The Spanish Theater Group was founded in 1981 by Operé, who has directed over 52 plays since the group’s conception. He said that the performance was inspired by one of the main issues in the world today — individuals who still live in exile, who have had to leave their homeland to escape or in search of a better life. Charlottesville itself is home to 4,600 refugees from 32 countries around the world.
“Fundamentally [the show] is the relationship between flamenco and exile, because flamenco was also the music of the marginal[ized] people in Spain,” Operé said. “This is a tribute, in some way, to all of these people living in exile.”
The roots of flamenco music lie with the Andalusian Roma people of Southern Spain, a group who migrated to Spain between the 9th and 14th centuries. While often associated with flamenco dance, the guitarist and singer of flamenco are often the heart and soul of the performance.
Narrators Melissa Frost, Alicia López-Operé, Mercedes Herrero and Chad Freckmann told the story of Machado’s life interspersed with performances by Caro and Pinilla, many of which were Machado’s poems set to original music. The music, Operé said, was the most important part of the event — third-year Engineering student Madelyn Khoury, a student in Operé’s contemporary poetry class, agreed.

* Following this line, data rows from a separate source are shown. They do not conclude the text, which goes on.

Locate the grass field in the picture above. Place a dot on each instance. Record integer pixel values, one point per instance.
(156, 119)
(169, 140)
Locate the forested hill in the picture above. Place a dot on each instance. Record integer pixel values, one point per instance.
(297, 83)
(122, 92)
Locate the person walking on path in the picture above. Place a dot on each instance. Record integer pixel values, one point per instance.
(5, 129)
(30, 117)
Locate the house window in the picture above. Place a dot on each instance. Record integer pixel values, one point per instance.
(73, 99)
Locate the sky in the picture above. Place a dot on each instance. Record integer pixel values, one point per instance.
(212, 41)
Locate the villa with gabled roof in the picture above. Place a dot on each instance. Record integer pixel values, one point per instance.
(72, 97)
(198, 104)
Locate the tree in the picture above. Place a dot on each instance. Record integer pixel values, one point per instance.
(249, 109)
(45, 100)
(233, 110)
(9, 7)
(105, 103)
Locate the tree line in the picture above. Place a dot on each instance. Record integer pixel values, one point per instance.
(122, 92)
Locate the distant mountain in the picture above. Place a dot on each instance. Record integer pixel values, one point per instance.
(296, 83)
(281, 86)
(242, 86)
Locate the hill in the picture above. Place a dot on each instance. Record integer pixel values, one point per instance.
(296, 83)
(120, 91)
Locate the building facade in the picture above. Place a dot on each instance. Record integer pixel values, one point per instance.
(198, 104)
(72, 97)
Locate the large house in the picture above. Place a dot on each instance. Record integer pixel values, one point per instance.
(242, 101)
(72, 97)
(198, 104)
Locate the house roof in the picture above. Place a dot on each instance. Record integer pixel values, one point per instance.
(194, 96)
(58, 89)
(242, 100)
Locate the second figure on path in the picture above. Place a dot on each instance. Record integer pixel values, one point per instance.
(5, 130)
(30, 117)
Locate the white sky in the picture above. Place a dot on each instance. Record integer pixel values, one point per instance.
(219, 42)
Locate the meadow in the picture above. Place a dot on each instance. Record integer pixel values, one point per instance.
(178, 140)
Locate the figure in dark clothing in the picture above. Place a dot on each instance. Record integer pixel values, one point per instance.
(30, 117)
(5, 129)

“It was really impressive to me — not only the stamina and skill of the musicians, but also the raw emotion,” Khoury said. “There were times when I could hear the pain, the cracks in his voice and it really just added so much to the performance.”
Some of the most emotional moments of the evening — Machado’s death, for example, as he lies in his sickbed with his ailing mother beside him — were underscored with both guitar and powerful, wrenching performances from Pinilla.
While the performance was done entirely in Spanish, students in three sections of Spanish translation classes translated all of the sections of narration, the songs and the poems for English speakers to follow along with on their phones. Third-year College student William Joyce worked with a small group to translate both a poem and piece of narration, and said there were unique challenges with each.
“There's some liberty and how you translate [the narration], but ultimately the ideas that you're translating are pretty concrete,” Joyce said. “[With the poem], not only is the Spanish more nuanced, but ideas are more complex and harder to grab.”
The performance lasted almost two hours, detailing Macahado’s travels to Castilla, his marriage to a young woman named Leonor, his service as a professor at the French Department of the Technical Institute in Segovia, Spain and the Civil War which broke out in Spain in 1936.
“We are on the side of the government, the Republic and the people,” Machado wrote in a newspaper published July 31, 1936, as themes of loss and uprooting began to develop in his poetry. “Spain is split asunder,” the narrators read.
The final part of the performance featured ten actors, each of whom played a “Voice of the Exiled” — poets, writers and actors who fled from Spain at the outbreak of war, many of whom never returned to their homeland.
“A fatherland, a modest land, like a treasured courtyard or a crevice in an ever-sturdy wall,” the voice of María Teresa León said of her search for belonging following her departure from Spain. “A homeland to replace the one that was mercilessly torn from my soul.”